Connectivity is lost between mod_cluster and a node (node is the HASingleton)
- Tricky situation, as the singleton is basically non-functional if it cannot talk to the httpd side. This will need to be handled with an extension to the normal HASingleton handling whereby a master can force an election of a new singleton master if it detects it cannot contact httpd, with the election policy ensuring the problem node is not elected.
  - This perhaps can be done by storing a Boolean in the DRM for each node (rather than the usual meaningless String).
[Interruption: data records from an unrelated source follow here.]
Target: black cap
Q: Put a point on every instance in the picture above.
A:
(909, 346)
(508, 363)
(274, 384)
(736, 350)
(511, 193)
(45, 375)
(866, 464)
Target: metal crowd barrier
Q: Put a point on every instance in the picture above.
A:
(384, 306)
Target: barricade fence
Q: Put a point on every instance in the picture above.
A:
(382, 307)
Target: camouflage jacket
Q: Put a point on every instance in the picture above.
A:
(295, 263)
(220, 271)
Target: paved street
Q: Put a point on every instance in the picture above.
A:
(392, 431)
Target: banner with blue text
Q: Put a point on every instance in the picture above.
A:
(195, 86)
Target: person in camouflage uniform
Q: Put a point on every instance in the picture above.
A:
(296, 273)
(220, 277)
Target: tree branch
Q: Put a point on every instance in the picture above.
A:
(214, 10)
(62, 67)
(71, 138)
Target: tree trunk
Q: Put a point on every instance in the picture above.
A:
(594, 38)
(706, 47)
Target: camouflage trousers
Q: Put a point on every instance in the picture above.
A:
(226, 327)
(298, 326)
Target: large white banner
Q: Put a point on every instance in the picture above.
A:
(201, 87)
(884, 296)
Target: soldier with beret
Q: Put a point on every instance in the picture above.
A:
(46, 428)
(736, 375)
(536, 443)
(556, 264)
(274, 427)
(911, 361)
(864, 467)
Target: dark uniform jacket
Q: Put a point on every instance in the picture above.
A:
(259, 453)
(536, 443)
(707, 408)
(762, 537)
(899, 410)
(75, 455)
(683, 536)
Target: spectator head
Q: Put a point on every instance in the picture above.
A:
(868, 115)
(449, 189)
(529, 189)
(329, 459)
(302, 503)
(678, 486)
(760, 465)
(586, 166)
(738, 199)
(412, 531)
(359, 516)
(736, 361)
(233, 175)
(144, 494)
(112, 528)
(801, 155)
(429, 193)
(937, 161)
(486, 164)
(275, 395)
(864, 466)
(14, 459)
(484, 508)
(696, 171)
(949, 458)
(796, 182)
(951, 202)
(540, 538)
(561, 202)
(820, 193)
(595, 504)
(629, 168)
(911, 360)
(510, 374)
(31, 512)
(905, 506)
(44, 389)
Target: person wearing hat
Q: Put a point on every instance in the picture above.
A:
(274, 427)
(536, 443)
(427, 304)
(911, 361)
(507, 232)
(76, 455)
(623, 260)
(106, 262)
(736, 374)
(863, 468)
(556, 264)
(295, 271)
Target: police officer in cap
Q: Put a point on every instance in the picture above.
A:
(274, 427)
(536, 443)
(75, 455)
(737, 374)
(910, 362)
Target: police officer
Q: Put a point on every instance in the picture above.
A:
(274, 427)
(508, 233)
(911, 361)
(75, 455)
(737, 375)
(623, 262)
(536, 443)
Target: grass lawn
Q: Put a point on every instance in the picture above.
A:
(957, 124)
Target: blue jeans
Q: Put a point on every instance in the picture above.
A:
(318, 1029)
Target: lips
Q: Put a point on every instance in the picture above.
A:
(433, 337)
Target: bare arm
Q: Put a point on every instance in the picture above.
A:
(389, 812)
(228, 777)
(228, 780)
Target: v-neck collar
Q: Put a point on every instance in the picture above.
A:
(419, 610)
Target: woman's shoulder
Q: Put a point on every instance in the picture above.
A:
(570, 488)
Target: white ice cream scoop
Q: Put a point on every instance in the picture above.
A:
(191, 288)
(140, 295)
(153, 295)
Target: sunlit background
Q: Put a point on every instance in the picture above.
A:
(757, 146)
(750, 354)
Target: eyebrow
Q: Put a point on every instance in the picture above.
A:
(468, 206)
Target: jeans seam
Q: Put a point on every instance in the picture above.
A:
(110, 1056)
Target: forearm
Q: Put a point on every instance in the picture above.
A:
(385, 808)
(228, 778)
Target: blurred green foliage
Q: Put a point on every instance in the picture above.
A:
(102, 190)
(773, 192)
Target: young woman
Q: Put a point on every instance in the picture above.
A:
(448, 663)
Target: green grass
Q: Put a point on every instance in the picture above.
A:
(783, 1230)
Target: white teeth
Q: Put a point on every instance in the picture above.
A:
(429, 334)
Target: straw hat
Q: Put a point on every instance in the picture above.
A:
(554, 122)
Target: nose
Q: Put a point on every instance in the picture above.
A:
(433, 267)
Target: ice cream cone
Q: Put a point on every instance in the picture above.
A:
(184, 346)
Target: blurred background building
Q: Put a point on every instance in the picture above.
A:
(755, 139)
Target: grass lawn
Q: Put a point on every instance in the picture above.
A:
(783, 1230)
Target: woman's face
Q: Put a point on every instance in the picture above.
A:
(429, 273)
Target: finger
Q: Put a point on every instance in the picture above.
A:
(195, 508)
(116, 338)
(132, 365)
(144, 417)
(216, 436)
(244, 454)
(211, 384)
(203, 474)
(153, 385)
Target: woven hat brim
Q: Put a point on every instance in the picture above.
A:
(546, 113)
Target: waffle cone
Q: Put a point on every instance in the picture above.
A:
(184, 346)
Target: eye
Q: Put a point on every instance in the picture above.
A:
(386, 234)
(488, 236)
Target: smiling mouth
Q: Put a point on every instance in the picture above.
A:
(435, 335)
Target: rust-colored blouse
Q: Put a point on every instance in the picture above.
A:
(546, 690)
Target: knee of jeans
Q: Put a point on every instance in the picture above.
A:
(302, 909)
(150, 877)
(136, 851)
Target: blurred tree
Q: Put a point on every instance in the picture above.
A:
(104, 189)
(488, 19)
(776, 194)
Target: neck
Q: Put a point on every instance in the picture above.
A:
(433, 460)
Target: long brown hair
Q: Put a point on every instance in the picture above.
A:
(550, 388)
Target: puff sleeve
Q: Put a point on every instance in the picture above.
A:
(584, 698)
The boolean indicates whether the node can send to mod_cluster_manager; election policy excludes nodes with 'false'. Node updates the DRM with a boolean 'false' when it detects a problem; this update should trigger a new election.
- Perhaps we need a PING message that each node can use to check its ability to send to mod_cluster_manager?

Misc

All requests to apache are sent to the apache default port (80), or whichever port is configured
There’s a dummy app (like 'status') which processes those requests (provided by mod-cluster-manager)
The AJP configuration can be completely set with a CONFIG message from the JBoss side
Anything that can be configured via the existing mod_jk 'status' webapp can be configured via MCMP

Other Considerations

It would be nice the an implementation of the ModClusterService could be deployed in AS 4.x.
- Any code that interacts with JBossWeb to gather metrics would need to be pluggable to support any interface differences.
- JGroups or HAPartition usage could be different, as could HASingleton usage.
- So, a "nice-to-have".
Where should the code live. Who will use it (see issue above), what will the dependencies be, etc.